Sanghyang
Siksakandang Karesian (SSK)
SSK mengulas dan mengungkap “parigeuing”
yang meliputi sepuluh pedoman atau tuntutan yang harus dimiliki serta
dilaksanakan oleh seorang pemimpin dalam membina serta memimpin bawahannya,
dikenal dengan sebutan Dasa Prasanta.
Sepuluh pedoman cara kepemimpinan yang mampu menenangkan hati sebagaimana telah
diulas pada bab sebelumnya.
Dasa Prasanta tersebut, apabila
dicermati, kaidahnya berpijak pada kuantitas dan kualitas hubungan
antarmanusia, tetapi tidak dalam kondisi yang kaku dan otoriter. Dalam proses
komunikasinya tetap menggunakan asas silih
asih, silih asah, dan silih asuh.
Karena Dasa Prasanta, kaidahnya
berpijak pada kuantitas dan kualitas hubungan antarmanusia (human relationship) namun tidak dalam
kondisi hubungan majikan-buruh yang kaku dan otoriter. Berdasarkan SSK
seseorang dapat dikatakan memiliki keahlian Dasa Prasanta apabila kualitas dirinya telah mumpuni. Dalam arti,
seorang pemimpin harus kharismatik, mempunyai ‘pamor’ dan ‘tuah’ yang
terbersit dari kualitas batiniahnya, sehingga akan tampak dalam ciri
kepemimpinannnya.
Konsep Dasa Prasanta merupakan
intisari dari ilmu human relation dalam
manajemen, meskipun secara tersirat dikatakan bahwa seseorang baru bisa menjadi
pemimpin apabila dalam pribadinya melekat karakter kepemimpinan yang disebut pangimbuhing twah atau pelengkap untuk
mempunyai tuah/kharisma/pamor.
Dasa Prasanta, bila dianalisis
berdasarkan konsep-konsep kepemimpinan yang ada termasuk dalam kategori teori
“Kepemimpinan Humanistik” sebagaimana yang dikemukakan Mc. Gregor (1966), Blake
& Mourton (1964), atau Likert (1967) yang menitikberatkan pada
“pengembangan motivasi” atau juga bisa sejalan dengan teori “Kepemimpinan
Manajerial Strategis” sebagaiman dikemukakan Buckingham & Coffmant (1999),
Drucker (1999), atau Kotter (1998) yang juga menintikberatkan pada penyelarasan
visi, memberikan inspirasi serta memotivasi dan memberikan semangat
pengikutnya.
Dasa Prasanta ini juga sejalan dengan teori “Tranformasi Nilai” sebagaiman
dikemukakan Bass Bennis (1993), Burns ( 1978) atau De Pree (1995) yang
menitikberatkan pada penyelarasan, penciptaan, dan pemberdayaan sehinga
pemimpin dan para pengikut saling menghargai, saling mengangkat satu sama lain ke
tingkat moralitas dan motivasi yang lebh tinggi.

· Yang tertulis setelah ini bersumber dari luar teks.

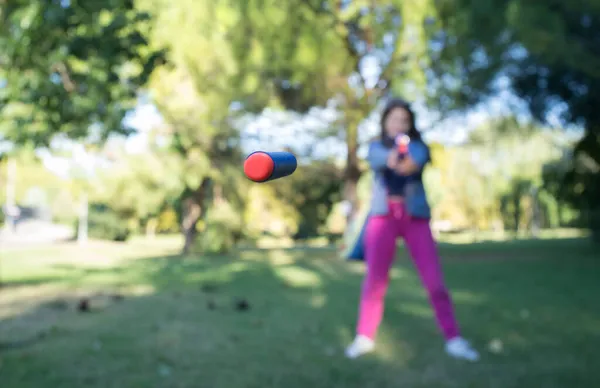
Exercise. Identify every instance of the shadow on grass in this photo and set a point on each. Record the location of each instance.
(183, 322)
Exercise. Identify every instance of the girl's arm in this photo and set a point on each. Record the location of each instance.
(415, 160)
(378, 155)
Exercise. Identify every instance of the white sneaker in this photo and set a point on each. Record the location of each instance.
(460, 348)
(361, 345)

Ada dua belas unsur pangimbuhing twah
yang harus menjadi penanda karakter seorang pemimpin. Kedua belas pelengkap ini
menitikbertakan pada aspek-aspek karakter yang harus dimiliki seorang pemimpin
berupa karakter positif yang harus dipertahankan dan dikembangkan sebagaimana
tertuang dalm SSK (lihat Kepemimpinan Pangimbuhing
Twah pada bahasan sebelumnya).
Konsep, pola, figur, dan gaya kepemimpinan berdasarkan naskah SSK sesui
tugasnya, bahwa seoarang Prabu sebagai pemimpin roda pemerintahan (eksekutif)
harus ngagurat batu ‘berwatak teguh’
serta harus mampu ngretakeun bumi lamba,
dalam arti seorang prabu atau pemimpin harus mampu menyejahterakan dan
memberdayakanalam semesta dunia kehidupan. Di dalam dunia kehidupan tersebut
meliputi semesta alam dan mencakup kesejahteraan lahir batin.
Dengna demikian, tugas pemimpin adalah mewujudkan lingkungan hidup dan
kehidupan yang sejahtera, bermartabat dan penuh dengan rahmat dan ridha
Sang Pencipta, Allah SWT Yang Maha Pengasih serta Penyayang. Itulah yang
dimaksud dengan tujaun akhir berbangsa dan bernegara untuk mewujudkan
masyakarat yang Tata Tentrem Kertaraharja
membangun kekuatan dalam damai untuk mewujudkna kesejahteraan bangsa.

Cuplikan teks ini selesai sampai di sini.